Reproaction is one of the few organizations that shares the abortion protocols set by the World Health Organization and trains folks on how to share this information in what they call House Parties. House Parties are held virtually through secure webinar formats, participation is closed, and attendees are screened ahead of time.
“We know that there are abortion opponents who mean grave harm and will do anything they can to curtail access to self-managed abortion with pills and are only too gleeful to send more people to jail,” said Matson.
So how can activists and abortion seekers keep ourselves safe when searching for and sharing this information?
Matson has some practical advice. Send messages with encrypted apps like Signal, use Tor browsers when researching information relating to SMA, and, if you’re able, leave your phone at home if you’re going to a clinic or protest.
She also advises people to delete menstrual tracking apps. As someone who has used period tracking apps since I was a teenager, I have long since stopped using certain apps. I switched to Euki, created by Ibis Reproductive Health, which doesn’t store any data on the cloud. It can delete the data that’s stored on your phone on a recurring basis, and also camouflage itself—any icon on the app can have its name changed so it won’t display words like “abortion” if you don’t want it to.
For anyone using a period tracking app for any part of their fertility, it’s critical to understand how companies might be using your data. Bethany Corbin, a femtech lawyer who specializes in privacy and security, explained what consumers should know.
Even still, comparing which apps are safe to use is a nightmare. Most privacy policies are intentionally dense and difficult for a layperson to comprehend. Understanding how different companies are using data is crucial, yet nearly impossible to achieve for the average user.

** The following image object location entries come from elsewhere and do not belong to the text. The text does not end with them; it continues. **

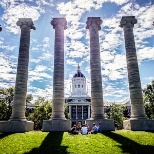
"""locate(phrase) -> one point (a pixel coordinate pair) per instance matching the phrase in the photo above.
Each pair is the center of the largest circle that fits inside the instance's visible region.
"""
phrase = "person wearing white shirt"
(84, 130)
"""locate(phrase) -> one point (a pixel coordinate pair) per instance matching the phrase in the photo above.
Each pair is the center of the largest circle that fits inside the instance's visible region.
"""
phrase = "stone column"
(97, 106)
(137, 105)
(93, 24)
(70, 109)
(18, 122)
(59, 24)
(58, 117)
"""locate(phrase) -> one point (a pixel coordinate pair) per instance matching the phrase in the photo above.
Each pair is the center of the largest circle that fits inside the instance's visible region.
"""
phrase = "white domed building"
(79, 101)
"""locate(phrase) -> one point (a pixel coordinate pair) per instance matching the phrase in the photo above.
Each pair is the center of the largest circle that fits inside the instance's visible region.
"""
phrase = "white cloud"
(145, 53)
(13, 12)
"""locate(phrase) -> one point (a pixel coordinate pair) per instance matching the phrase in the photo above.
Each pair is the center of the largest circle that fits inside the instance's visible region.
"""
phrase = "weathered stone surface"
(19, 100)
(139, 124)
(59, 24)
(58, 121)
(56, 125)
(18, 122)
(137, 108)
(16, 126)
(107, 124)
(94, 25)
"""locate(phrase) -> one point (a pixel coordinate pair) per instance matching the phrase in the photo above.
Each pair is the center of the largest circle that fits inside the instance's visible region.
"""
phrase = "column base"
(16, 126)
(139, 124)
(56, 125)
(107, 124)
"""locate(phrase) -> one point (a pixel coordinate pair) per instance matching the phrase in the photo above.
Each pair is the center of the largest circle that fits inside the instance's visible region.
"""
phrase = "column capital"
(128, 21)
(59, 22)
(25, 23)
(94, 21)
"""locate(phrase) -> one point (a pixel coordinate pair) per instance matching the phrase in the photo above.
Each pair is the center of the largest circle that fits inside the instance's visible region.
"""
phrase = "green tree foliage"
(148, 96)
(42, 112)
(5, 111)
(115, 112)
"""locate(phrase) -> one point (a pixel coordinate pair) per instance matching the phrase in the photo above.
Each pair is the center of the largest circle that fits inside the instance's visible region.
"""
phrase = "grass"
(118, 142)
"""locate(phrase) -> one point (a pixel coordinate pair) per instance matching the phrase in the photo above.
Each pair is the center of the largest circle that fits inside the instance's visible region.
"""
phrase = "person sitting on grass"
(99, 128)
(94, 129)
(78, 127)
(73, 130)
(84, 130)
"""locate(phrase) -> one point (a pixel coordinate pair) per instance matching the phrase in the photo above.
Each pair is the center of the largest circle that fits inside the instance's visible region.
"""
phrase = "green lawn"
(118, 142)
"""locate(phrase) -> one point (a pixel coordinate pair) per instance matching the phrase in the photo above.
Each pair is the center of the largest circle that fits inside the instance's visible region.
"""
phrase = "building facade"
(79, 101)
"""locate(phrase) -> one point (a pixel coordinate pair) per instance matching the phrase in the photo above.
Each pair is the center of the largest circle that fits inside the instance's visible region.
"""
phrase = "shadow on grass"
(2, 135)
(129, 146)
(51, 145)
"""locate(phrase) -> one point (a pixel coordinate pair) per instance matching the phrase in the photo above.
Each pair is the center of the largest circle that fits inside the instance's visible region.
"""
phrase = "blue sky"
(76, 12)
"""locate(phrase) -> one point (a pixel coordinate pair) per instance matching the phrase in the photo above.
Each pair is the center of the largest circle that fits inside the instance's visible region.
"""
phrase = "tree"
(116, 113)
(148, 97)
(42, 112)
(6, 100)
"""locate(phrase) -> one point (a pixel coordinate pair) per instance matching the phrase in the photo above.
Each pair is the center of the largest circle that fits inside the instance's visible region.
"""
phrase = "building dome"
(78, 74)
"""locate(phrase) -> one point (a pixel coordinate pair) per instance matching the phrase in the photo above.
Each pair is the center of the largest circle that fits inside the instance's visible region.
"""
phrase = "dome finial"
(78, 67)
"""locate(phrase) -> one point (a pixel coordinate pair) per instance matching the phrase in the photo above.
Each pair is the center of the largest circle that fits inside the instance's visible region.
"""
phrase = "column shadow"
(2, 135)
(51, 145)
(129, 146)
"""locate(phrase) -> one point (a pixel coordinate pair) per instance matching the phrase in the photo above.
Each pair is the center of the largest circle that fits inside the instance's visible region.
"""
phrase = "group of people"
(85, 129)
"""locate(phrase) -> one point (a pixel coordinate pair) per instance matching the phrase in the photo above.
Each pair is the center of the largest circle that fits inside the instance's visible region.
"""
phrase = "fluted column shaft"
(137, 106)
(59, 24)
(97, 112)
(19, 101)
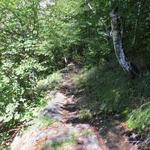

It’s also important to note that none of these apps are bound by HIPAA privacy laws, which normally would be present if the data was shared with a doctor. So whether you’re using an app to track your ovulation, menstruation, basal temperature, or other aspects of your fertility, it’s up to the individual app to decide if they will sell your data.
Given the increasingly contentious environment around abortion rights, Corbin says that the possibility of hacks are also present.
“The concern that really worries me is that reproductive health and femtech companies are going to be a much larger target for hackers,” said Corbin. “Because right now, the value of data for healthcare is already very high. It’s $250 on the black web per medical record. Let's say that Roe falls and you've got 13 states with trigger laws ready to make abortion illegal. Now hackers have more of an incentive to target those reproductive health companies, because that value of the reproductive health data just skyrocketed.” (A 2019 report by cybersecurity firm Trustwave noted that certain leaked or hacked medical records can be worth up to $250 on the dark web.)
As we continue to exist in a world where the legal landscape is changing but the need for abortion care is not, it’s our duty to one another to be educated on the safety and privacy concerns around self-managed abortion. When looking for menstrual tracking or fertility apps, be aware of how a company is using your data. If you would like to self manage your abortion, consider how your search history or apps could be used against you. By being diligent about who has access to our personal data, we can keep ourselves and each other safe.